This is an automated email from the ASF dual-hosted git repository.
viirya pushed a commit to branch branch-4.1
in repository https://gitbox.apache.org/repos/asf/spark.git
The following commit(s) were added to refs/heads/branch-4.1 by this push:
new a54fff253ca3 [SPARK-55802][SQL] Fix integer overflow when computing
Arrow batch bytes
a54fff253ca3 is described below
commit a54fff253ca3aa8da282f3970839a693a7b2bb89
Author: Liang-Chi Hsieh <[email protected]>
AuthorDate: Wed Mar 4 08:21:38 2026 -0800
[SPARK-55802][SQL] Fix integer overflow when computing Arrow batch bytes
### What changes were proposed in this pull request?
`ArrowWriter.sizeInBytes()` and `SliceBytesArrowOutputProcessorImpl
.getBatchBytes()` both accumulated per-column buffer sizes (each an `Int`) into
an `Int` accumulator.

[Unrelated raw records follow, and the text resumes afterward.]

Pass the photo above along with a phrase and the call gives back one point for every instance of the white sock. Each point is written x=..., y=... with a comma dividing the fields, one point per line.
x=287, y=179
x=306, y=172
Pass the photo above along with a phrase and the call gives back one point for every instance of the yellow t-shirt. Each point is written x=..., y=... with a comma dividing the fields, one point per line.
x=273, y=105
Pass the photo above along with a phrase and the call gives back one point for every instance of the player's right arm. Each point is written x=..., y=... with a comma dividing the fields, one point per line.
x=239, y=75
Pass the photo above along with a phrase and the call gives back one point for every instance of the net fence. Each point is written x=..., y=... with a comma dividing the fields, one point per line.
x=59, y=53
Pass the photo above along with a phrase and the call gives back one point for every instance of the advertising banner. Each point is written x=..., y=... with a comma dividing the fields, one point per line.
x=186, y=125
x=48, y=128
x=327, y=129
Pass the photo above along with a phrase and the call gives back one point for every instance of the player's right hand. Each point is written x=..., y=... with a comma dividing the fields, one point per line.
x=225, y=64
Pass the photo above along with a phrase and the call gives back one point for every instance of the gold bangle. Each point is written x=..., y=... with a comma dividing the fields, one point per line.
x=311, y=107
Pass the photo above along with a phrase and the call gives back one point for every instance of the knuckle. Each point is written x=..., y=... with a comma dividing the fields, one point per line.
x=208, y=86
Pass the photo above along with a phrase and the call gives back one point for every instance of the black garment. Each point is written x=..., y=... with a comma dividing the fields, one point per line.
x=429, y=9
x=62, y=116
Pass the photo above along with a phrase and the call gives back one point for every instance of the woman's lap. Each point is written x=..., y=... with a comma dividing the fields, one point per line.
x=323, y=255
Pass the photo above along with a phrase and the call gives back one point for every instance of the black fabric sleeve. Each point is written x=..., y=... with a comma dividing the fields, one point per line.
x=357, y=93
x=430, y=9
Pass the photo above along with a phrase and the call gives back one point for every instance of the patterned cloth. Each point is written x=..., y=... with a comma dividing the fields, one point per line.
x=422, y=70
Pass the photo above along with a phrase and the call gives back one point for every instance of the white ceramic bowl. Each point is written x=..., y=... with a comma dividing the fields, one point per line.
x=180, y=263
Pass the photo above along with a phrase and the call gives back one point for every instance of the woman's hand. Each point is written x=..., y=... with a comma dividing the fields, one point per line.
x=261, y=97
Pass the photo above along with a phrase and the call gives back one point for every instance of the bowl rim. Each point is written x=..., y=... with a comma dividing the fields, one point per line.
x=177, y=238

When the total exceeds 2 GB the sum silently wraps
negative, causing the byte-limit checks controlled by
`spark.sql.execution.arrow.maxBytesPerBatch` and
`spark.sql.execution.arrow.maxBytesPerOutputBatch` to behave incorrectly
and potentially allow oversized batches through.
Fix by changing both accumulators and return types to `Long`.
### Why are the changes needed?
Fix possible overflow when calculating Arrow batch bytes.
### Does this PR introduce _any_ user-facing change?
No
### How was this patch tested?
Existing tests.
### Was this patch authored or co-authored using generative AI tooling?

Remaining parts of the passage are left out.